14,271 total views, 1 views today
On June 13th, President Donald J. Trump announced that his controversial press secretary, Sarah Huckabee Sanders, will step down from her position on June 30th. In her 22 months on the job, Sanders has faced accusations that she and President Trump often mislead the American people. Her departure has been met with relief by those who loathe the president, but Trump has only spoken kindly of her since his announcement.
In his tweet announcing Sanders’ departure, Trump characterized Sanders as “very special,” noting her “extraordinary talents” and congratulating her on having “done an incredible job.” When her time as press secretary ends, Sanders plans to return to her native Arkansas, where Trump has predicted lofty ambitions for her.

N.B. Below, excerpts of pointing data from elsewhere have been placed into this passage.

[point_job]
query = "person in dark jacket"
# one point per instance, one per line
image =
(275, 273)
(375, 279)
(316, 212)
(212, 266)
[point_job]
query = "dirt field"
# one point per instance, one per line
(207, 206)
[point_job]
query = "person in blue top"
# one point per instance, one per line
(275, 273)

In his tweets, Trump encouraged her to run for the state’s governor (Sanders’ father, former Republican presidential candidate Mike Huckabee, was previously the state’s governor). Although Arkansas is a deeply red state, Sanders could face an uphill battle should she choose to run for office. During her three and a half years at the White House and 22 months as press secretary, her actions have been bombarded with media criticism.

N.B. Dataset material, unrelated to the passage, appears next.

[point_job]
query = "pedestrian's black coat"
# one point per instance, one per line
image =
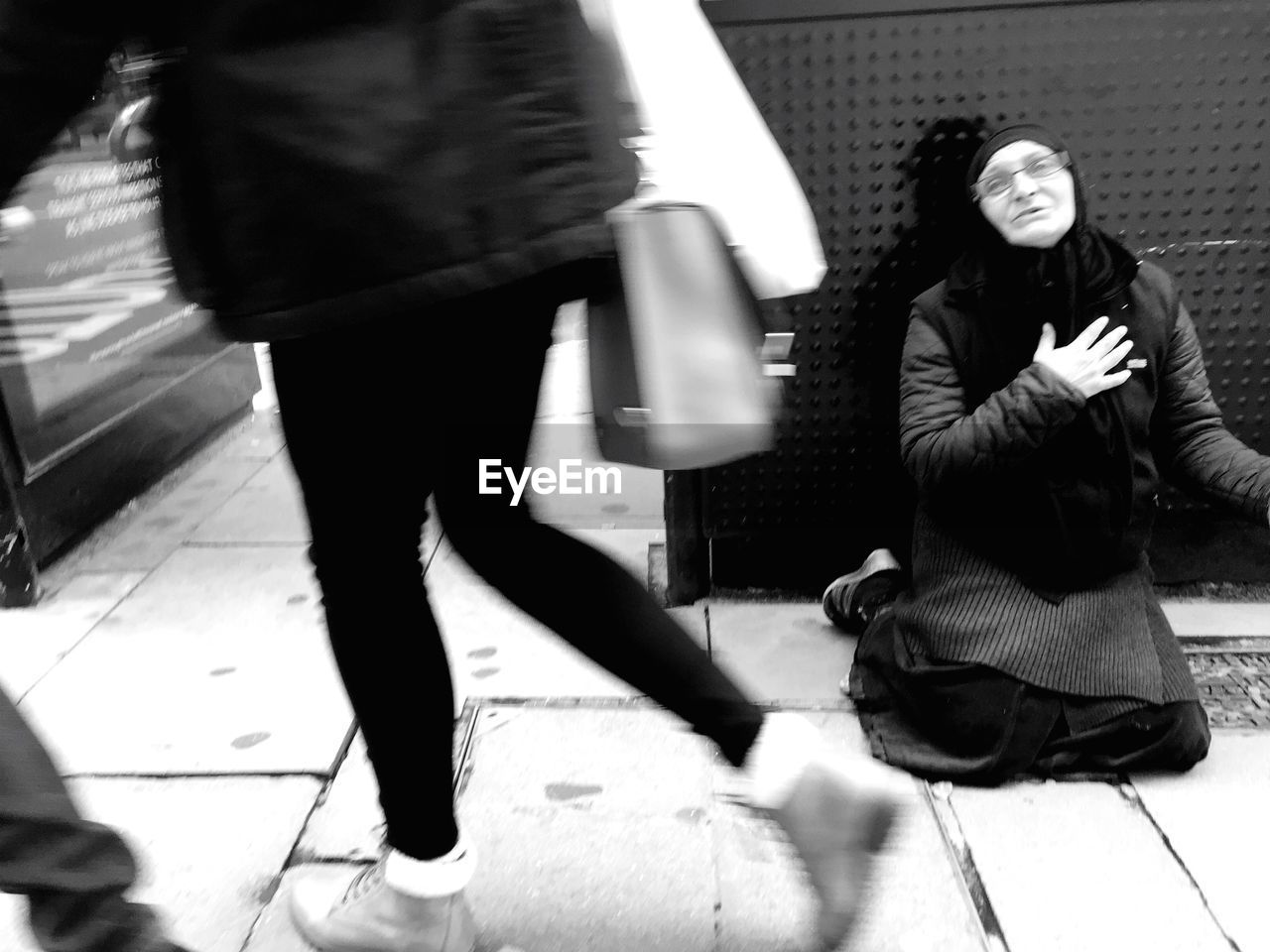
(326, 162)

News of Sanders’ departure reignited the flames that have long stirred regarding her alleged constant dishonesty. Shortly after the announcement, Joe Lockhart, who served as White House press secretary from 1998-2000 during President Bill Clinton’s second term, wrote in an op-ed that Sanders’ time as press secretary was marked with a lack of honesty and transparency. To show that Sanders failed as press secretary, Lockhart pointed to her inability to prevent Trump from attacking his political opponents at the Normandy American Cemetery and Memorial last week. Making a political attack at such a sensitive locale was interpreted as distasteful by much of the American public.
Lockhart also made a point that many have emphasized during Sanders’ time as press secretary. In the 300 days preceding Trump’s announcement, Sanders held only eight briefings with White House reporters. In the 95 days preceding the announcement, she has held no briefings at all. Many media experts have seen Sanders’ lack of briefings, not to mention Trump’s frequent “fake news” rhetoric, as deliberate attacks on journalists and the merit, if not factual basis, of political reporting. People ranging from ordinary citizens to prominent news and cultural figures have thus reacted with nothing short of delight that Sanders is departing.

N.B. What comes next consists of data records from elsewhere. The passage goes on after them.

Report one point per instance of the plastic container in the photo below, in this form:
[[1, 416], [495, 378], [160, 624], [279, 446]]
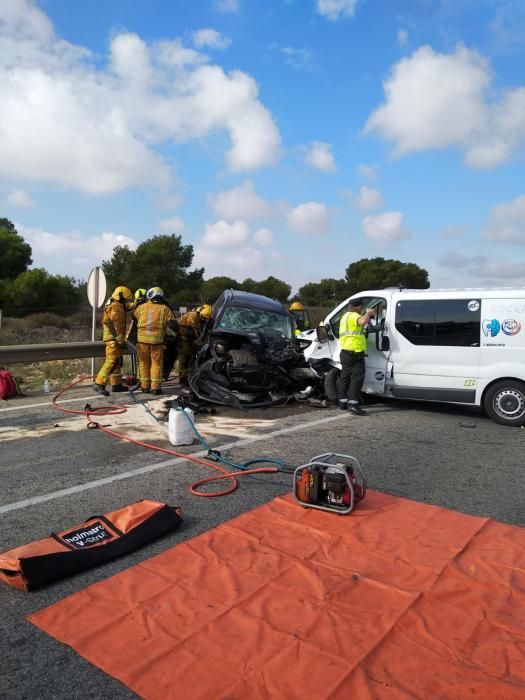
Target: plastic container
[[179, 429]]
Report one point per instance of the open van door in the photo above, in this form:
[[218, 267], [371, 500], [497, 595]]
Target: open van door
[[378, 343], [377, 348]]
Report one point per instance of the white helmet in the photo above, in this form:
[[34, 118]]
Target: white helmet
[[154, 293]]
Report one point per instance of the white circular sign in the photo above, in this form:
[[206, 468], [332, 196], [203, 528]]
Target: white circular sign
[[96, 287]]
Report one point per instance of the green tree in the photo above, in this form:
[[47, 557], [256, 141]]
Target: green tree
[[161, 261], [378, 273], [270, 287], [327, 292], [37, 290], [15, 253], [211, 289]]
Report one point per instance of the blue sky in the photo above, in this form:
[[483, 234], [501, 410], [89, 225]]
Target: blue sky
[[279, 137]]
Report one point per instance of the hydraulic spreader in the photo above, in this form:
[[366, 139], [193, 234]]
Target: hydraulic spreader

The very night of Trump’s announcement, the prominent late-night TV hosts Trevor Noah and Jimmy Kimmel devoted segments of their shows to lambasting Sanders. Noah, on The Daily Show, joked that Sanders’ lack of press briefings and flat-out denial that she is, in fact, leaving the White House are just two of many examples of her consistently lying to the American people. Kimmel, on his Jimmy Kimmel Live! Show, referred to Sanders’ words as, in a reference to her father, “Hucka B.S.”
Sanders is far from the first person to leave the Trump administration. Trump’s time as president has been notable for the larger-than-normal number of officials who have entered and departed his administration. Sanders’ replacement has yet to be named, but people are all but certain to immediately question not just this replacement’s honesty, but how long this person will last in the Trump White House.